Estamos, en suma, frente un retrato a tres niveles (el habitual, o general, que se proyecta más que nada un país —Estados Unidos—; el familiar, que nos enseña la epopeya de los Joad; y el plantel, apoyado en la figura de su hijo más grande, Tom) que, operando con apariencia de círculos concéntricos, admiten una articulación narrativa de una excepcional riqueza que brinda cabida, con un avance dramático de corte común (armado, en relación a ritmo y montaje, con la sobriedad brillante con la que siempre se ha manejado Ford), a reflexiones de calado político y espiritual que dotan al relato — sin entorpecerlo en ningún momento — de una ‘carga de mensaje’ encomiable.
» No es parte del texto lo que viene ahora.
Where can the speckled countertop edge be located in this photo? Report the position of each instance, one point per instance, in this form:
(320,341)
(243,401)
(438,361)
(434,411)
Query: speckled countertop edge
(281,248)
Además, la sobriedad no está reñida en modo alguno con un trabajo visual de excepcional calidad (en el cual no debe constituir aportación menor la presencia de un director de fotografía como Gregg Toland) que consigue hacer, a través de la utilización de elementos como los planos generalmente muy libres y con una hondura de campo extrema (fotograma 2) o el manejo profuso de una luz espectral, tanto diurna como nocturna, que proyecta unos contrastes de sombras muy marcados (fotograma 3),  una ambientación de imágenes que recalca aún más, si cabe, el desasosiego y la angustia que el trasfondo temático de la idea transmite al espectador.

Obra maestra indiscutible en lo rigurosamente cinematográfico, y crónica leal y descarnada de un tiempo y lugar en su vertiente de testimonio histórico, Las uvas de la furia resulta ser una de esas extrañas piezas en las que la seguridad de sus puntos formales y temáticos hacen difícil primar, desde un método valorativo, a unos sobre otros; lo cual es algo que, lejos de constituir ningún demérito, no hace sino engrandecer a una cinta que, con la visión del paso del tiempo, va cobrando una altura solo reservada a contadas proyectos artísticas: ésas en las que, huyendo de algún complacencia o escapismo, tenemos la oportunidad de ver a hombres y mujeres con los que poder empatizar —con su sufrimiento; con su acatamiento continuo a la pobreza y a una crueldad soterrada  y omnipresente; con su pelea, en suma, por sobrevivir—. Una experiencia de la que salir, sin ningún género de duda, humanamente enriquecido. No es pequeño logro, no.